‘Everything you see on the internet is not true’, just got a new meaning with deepfakes.
The spread of misinformation on the internet is no longer limited to texts on websites. Now you can’t even trust the audio and video clips out there. The proliferation of deepfake technology has enabled people to alter audio and video footage using advanced AI in just a few clicks.
Just think about it; using this, you can make people appear to say or do something they did not. It is the most powerful weapon if you will.
What is Deepfake?
In simple language — Deepfake is the 21st century’s version of photoshopping or misinformation on steroids.
You must have seen videos where Barack Obama calls Donald Trump a “complete dipshit”, or Mark Zuckerberg boasting about having “total control of billions of people’s stolen data.” At first, we all thought that was real, but they turned out to be fake. That is what a deepfake does; it makes you believe things that are not real by altering information. Using this, you can literally put words into people’s mouths.
Not just that, you can even create fictional people from scratch using deepfake.
Maisy Kinsley and Katie Jones are examples of how you can create convincingly fictional characters using deepfake technologies. The former is a non-existent Bloomberg journalist, while the latter is a made-up Center for Strategic and International Studies employee.
Sounds crazy? It gets crazier…
You can even deepfake voices and create voice skins and voice clones. Voice skins allow you to convert the sound received by a mic to that of another person. At the same time, voice cloning uses bits of a recorded text and applies artificial intelligence to dissect the speech patterns from the sample.
The chief of a UK subsidiary of a German energy firm paid nearly £200,000 into a Hungarian bank account after being phoned by a fraudster who mimicked the German CEO’s voice.
Isn’t this a technology that has existed since the 1990s? Why has it become ‘the problem’ now?
Yes, deepfakes have been used in movies and conferences for a while now. But access has made this a bigger concern today. The technology that was once only affordable to a niche audience has become a software that anybody can use.
What Is the Deepfake Challenge?
The increasing usage of this technology to make people say things they would never have has a very insidious impact.

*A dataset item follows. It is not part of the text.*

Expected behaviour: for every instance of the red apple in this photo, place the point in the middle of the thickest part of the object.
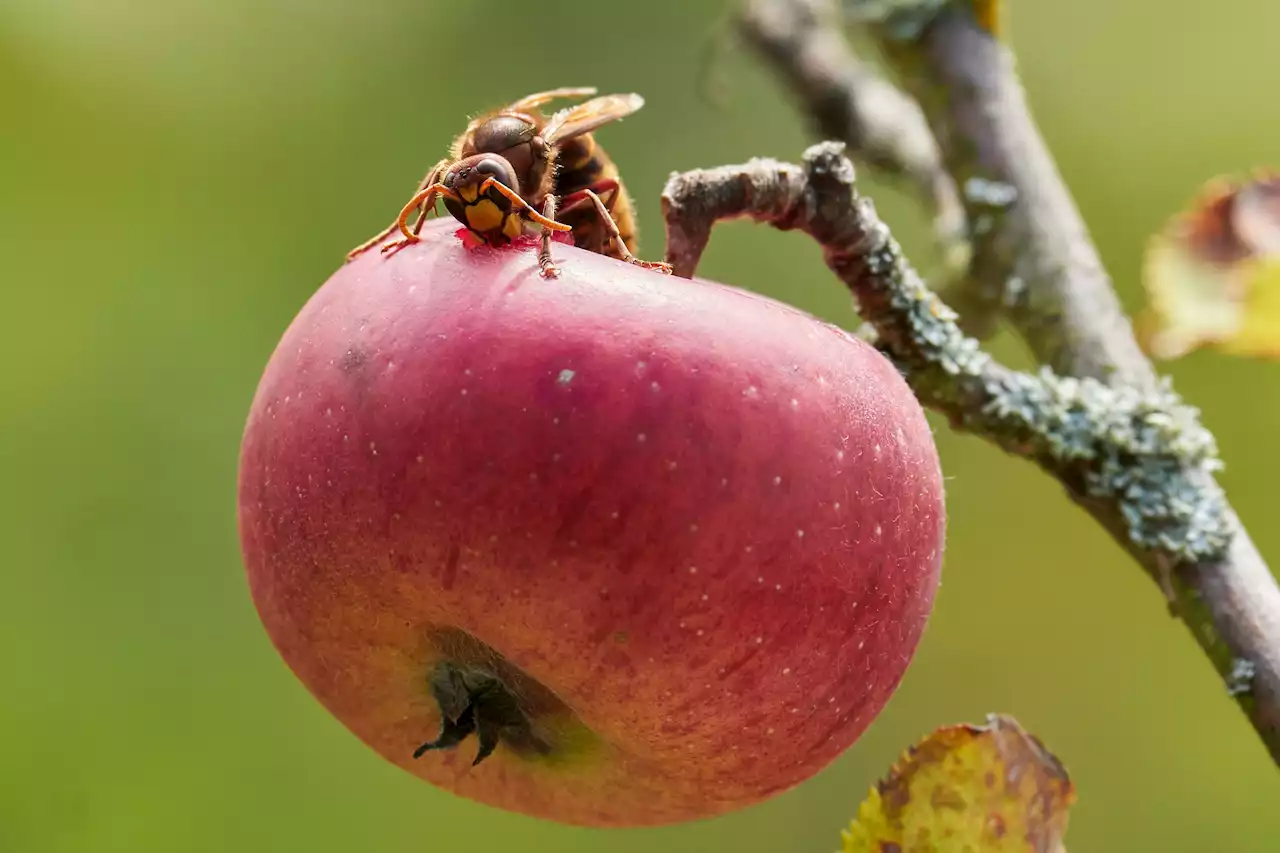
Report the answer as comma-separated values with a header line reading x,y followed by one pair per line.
x,y
664,546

It can lead to a zero-trust society where people can no longer distinguish the truth from falsity, which can further translate into fake events influencing stock prices, voters and inciting religious tensions. Deepfake also poses a security threat with the ability to deceive systems that rely on facial and voice recognition.
Realizing how daunting the effects of such a technology could be, Facebook came up with a challenge to solve this — The Deepfake Challenge.
Why the deepfake challenge? Not that we didn’t have a technology helping us spot fake videos before, but the problem was that they worked only on videos modified using celebrity images. The reason was the massive availability of footage to train algorithms. Blockchains are also used to trace back the records of videos, pictures, and audio.
However, this open challenge aims to create a technology that everyone can use to spot AI-manipulated videos. It should be as easy to spot a fake video as creating one.
Coming back, Facebook hired 3500 actors to record 1,00,000 videos, of which some clips were altered using other actors’ faces. The data set was intentionally made to be more inclusive than other available data sets because an AI is only as good as the data it’s fed.
Researchers were then given access to this data set to train their algorithms. Impressively on this data set, they achieved an accuracy rate as high as 82.56%. But when the same was tested against a dataset of unseen footages, they performed poorly with an average accuracy rate of 65.18%.
What’s Next?
Over 35000 detection algorithms were submitted for the challenge, out of which the top-performing ones will be released as open-source codes to help researchers build on. With the insights from this challenge, Facebook is also developing its deepfake detection technology.
But for now, Deepfake is still an ‘unsolved problem.’
However, the good part is we are getting there. This challenge has made us realise that there is a possibility to solve a problem like deepfake, and the participation has indicated the interest in solving it. So it’s only a matter of time before we will get better at detecting deepfakes.
At the same time, knowing that technology as novel as AI could foster a trustless society screams the need for regulations.